What do you think of this?

http://hight3ch.com/post/philips-livingcolors/


----------



## Phaserburn (Mar 13, 2007)

Interesting... probably works best if you have white walls.


----------



## EricB (Mar 21, 2007)

Wow, it looks like they've made it better than that Tristar bulb!
This does screw in, right? (It's hard to tell from the picture).


----------



## kanarie (Mar 21, 2007)

Its a lamp by itself (lifestyle gadget)
I think it is Cool! (cost around $180 though)
they will have more of these items in the future


----------



## Lampje (Mar 22, 2007)

More info on: http://www.lighting.philips.com/microsite/living_colors/

Edit: I've bought one.

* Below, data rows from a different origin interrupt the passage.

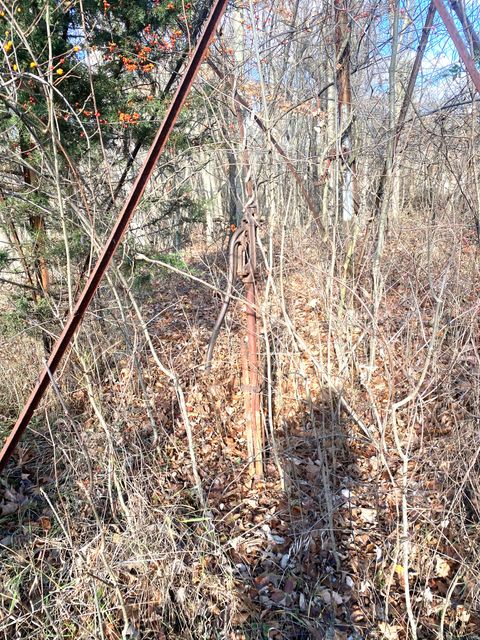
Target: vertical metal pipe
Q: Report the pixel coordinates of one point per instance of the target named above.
(118, 231)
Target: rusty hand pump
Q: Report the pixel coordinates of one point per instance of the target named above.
(118, 231)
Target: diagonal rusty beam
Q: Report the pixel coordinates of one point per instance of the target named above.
(118, 231)
(468, 61)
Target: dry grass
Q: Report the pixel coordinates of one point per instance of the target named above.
(367, 524)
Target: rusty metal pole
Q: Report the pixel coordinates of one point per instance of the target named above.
(250, 354)
(118, 231)
(468, 61)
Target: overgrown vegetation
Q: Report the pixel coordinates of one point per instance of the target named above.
(128, 510)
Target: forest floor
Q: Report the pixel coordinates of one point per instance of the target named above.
(359, 529)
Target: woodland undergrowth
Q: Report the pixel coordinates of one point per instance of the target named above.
(367, 523)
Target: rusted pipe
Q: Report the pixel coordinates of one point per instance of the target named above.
(118, 231)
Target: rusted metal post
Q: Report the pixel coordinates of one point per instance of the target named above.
(468, 61)
(118, 231)
(252, 391)
(252, 388)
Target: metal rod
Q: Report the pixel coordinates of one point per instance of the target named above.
(117, 233)
(468, 61)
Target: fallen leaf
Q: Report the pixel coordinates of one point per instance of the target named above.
(389, 631)
(442, 568)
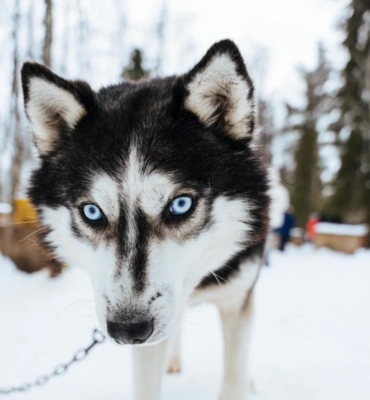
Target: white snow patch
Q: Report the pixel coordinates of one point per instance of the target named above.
(341, 229)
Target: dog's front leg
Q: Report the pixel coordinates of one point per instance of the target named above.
(149, 366)
(236, 327)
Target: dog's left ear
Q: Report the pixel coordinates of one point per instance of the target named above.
(53, 105)
(219, 91)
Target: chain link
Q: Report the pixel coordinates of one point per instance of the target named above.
(98, 337)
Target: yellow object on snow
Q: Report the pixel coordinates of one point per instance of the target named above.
(23, 211)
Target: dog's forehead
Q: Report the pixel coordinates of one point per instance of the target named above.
(135, 186)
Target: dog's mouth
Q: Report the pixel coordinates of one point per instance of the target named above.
(131, 332)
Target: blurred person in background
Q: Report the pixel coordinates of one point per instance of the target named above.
(285, 228)
(311, 226)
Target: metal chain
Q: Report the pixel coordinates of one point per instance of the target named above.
(98, 337)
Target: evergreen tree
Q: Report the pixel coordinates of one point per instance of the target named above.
(265, 131)
(135, 70)
(305, 178)
(351, 186)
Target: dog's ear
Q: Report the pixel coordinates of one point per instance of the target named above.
(53, 105)
(219, 91)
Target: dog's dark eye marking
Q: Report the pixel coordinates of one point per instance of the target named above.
(93, 215)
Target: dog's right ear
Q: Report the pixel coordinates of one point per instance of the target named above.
(53, 105)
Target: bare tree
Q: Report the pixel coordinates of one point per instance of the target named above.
(161, 34)
(16, 126)
(48, 38)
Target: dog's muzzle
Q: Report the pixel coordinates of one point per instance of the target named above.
(130, 333)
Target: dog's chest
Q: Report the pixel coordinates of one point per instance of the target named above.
(231, 294)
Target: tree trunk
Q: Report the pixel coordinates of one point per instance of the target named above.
(48, 39)
(16, 168)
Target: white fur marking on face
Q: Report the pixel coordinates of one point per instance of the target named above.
(46, 100)
(150, 191)
(221, 78)
(105, 193)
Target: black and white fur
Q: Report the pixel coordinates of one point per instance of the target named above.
(130, 149)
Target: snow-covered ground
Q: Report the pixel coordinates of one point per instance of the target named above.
(311, 339)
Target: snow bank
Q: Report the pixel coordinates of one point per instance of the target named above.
(341, 229)
(310, 342)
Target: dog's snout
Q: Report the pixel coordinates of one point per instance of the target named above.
(130, 333)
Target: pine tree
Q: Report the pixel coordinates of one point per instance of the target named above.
(135, 70)
(351, 186)
(265, 130)
(305, 178)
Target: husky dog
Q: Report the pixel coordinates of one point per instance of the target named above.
(155, 188)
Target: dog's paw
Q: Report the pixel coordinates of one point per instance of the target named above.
(174, 367)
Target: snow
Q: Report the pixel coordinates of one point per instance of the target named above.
(341, 229)
(311, 339)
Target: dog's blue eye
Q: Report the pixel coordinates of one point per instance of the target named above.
(181, 205)
(92, 212)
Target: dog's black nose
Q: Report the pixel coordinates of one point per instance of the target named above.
(136, 333)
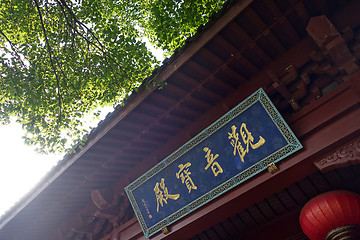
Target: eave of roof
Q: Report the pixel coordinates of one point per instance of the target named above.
(230, 10)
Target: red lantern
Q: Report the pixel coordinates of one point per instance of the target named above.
(332, 215)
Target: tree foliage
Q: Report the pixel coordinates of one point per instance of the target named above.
(60, 59)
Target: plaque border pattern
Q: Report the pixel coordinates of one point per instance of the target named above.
(292, 146)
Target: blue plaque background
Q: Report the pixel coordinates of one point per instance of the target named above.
(261, 119)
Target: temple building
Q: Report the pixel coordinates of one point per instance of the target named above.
(298, 60)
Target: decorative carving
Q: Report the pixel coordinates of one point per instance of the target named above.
(331, 42)
(272, 168)
(343, 157)
(165, 230)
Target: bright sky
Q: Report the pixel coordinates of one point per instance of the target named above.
(21, 168)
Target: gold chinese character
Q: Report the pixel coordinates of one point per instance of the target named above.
(215, 166)
(184, 175)
(162, 194)
(247, 139)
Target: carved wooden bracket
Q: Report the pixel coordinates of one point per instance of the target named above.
(332, 43)
(343, 157)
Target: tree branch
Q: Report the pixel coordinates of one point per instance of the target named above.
(51, 60)
(13, 47)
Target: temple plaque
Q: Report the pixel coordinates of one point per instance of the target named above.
(236, 147)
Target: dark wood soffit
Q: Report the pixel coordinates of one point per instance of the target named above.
(134, 100)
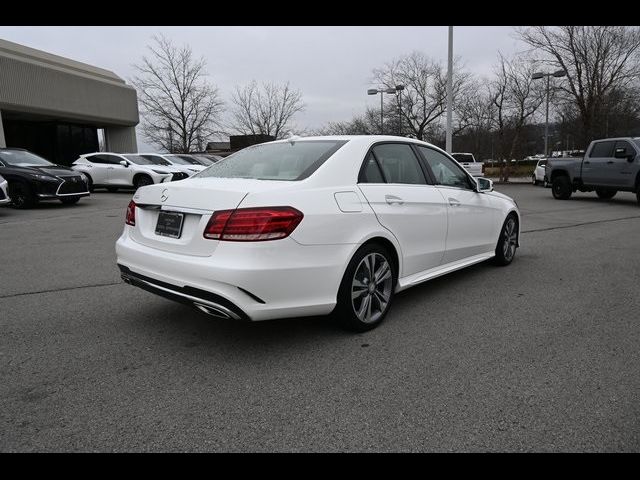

Beamshots will follow. :laughin:


----------



## Gryloc (Mar 22, 2007)

If you are unsure if you would like such a gadget, you can try something that is not as expensive. I ran into this at DealXTreme last night before I ran into this thread. It was sitting in the "LED Headlamps" section for some odd reason. For $33, you can have something similar, even if it is not as bright, or as sleek to use.

http://www.dealextreme.com/details.dx/sku.2512

It is a 5W light, so it must use some cheaper Chinese brand RGB emitter or star in there. The remote doea not allow you to scroll so finely, but it does give you preset colors and options to dim and stuff. The whole unit is also much smaller, so you can fit it into more light fixtures than that huge, bulky Phillips RGB light. With these, you may be able to afford to put one in every room of the house.

This is not the last that we will see of remote controlled RGB light bulbs...


-Tony


----------